There are, however, adequate other grounds to affirm the result. Shopper’s Charge, alone among the subsidiaries of *443American Fletcher, disregarded generally accepted accounting principles for purposes of computing its taxable income and put together (based on accrual method figures) a set of cash method books. These alternative accounts, because of the large accounts receivable balances that credit card companies carry at year’s end, substantially reduced taxable income for the two years in question. The majority’s analysis of these factors (and the existence of additional factors cited by the Commissioner) persuade me that the Commissioner did not abuse his broad discretion.
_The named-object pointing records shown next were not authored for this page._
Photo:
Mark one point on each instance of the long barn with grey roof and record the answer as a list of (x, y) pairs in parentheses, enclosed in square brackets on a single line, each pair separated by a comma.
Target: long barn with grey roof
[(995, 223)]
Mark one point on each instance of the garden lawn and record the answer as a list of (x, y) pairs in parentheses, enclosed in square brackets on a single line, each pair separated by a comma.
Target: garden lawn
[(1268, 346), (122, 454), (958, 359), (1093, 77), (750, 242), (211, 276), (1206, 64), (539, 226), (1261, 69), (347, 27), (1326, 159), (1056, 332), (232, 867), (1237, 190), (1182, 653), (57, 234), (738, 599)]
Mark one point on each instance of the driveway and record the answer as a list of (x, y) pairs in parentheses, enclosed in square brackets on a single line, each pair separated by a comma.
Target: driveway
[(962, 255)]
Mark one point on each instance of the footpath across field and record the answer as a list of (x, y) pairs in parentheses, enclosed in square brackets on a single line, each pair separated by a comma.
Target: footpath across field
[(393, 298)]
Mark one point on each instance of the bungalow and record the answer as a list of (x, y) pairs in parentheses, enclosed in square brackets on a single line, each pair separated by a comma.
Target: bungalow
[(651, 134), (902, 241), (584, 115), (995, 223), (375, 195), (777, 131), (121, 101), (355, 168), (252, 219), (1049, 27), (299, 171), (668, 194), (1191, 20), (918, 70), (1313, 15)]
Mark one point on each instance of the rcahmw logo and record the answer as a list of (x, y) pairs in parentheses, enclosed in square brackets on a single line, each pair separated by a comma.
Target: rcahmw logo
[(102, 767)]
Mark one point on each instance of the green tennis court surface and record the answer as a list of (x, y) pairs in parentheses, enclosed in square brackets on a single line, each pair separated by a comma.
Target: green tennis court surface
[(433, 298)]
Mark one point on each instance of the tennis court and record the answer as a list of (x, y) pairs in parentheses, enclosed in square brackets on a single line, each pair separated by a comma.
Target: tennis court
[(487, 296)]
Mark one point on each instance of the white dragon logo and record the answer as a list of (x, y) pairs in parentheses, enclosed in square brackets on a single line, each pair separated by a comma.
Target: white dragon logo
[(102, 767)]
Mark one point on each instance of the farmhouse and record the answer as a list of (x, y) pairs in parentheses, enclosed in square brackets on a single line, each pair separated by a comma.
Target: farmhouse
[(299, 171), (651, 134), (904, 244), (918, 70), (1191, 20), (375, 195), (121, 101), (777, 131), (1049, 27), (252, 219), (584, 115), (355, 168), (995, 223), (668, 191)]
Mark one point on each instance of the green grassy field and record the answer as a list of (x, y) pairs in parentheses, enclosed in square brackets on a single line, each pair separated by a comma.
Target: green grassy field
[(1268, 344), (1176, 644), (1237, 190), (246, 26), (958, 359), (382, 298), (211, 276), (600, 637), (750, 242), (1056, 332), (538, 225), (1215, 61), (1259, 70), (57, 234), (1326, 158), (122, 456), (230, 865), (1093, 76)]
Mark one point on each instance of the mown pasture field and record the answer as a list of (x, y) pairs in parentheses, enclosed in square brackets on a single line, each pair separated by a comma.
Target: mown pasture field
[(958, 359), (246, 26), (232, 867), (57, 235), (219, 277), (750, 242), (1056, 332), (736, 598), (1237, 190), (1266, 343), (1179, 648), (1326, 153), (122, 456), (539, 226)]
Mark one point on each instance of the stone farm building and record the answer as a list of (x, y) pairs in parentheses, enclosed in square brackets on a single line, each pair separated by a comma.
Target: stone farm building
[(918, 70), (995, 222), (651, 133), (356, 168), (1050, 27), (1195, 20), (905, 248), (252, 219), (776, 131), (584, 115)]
. Accountants who provided affidavits for Shopper's Charge hedged their endorsement of the cash method accounts with phrases including "under the circumstances of SCS operations” (Plaintiffs Motion for Summary Judgment, Exhibit A-2, Claytor Affidavit at 4, Nos. IP 80-262-C, IP 81-817-C), "under the circumstances” (id., Exhibit A-3, Allen Affidavit at 5), and "under the circumstances of its business" (id., Exhibit A-4, Robertson Affidavit at 4).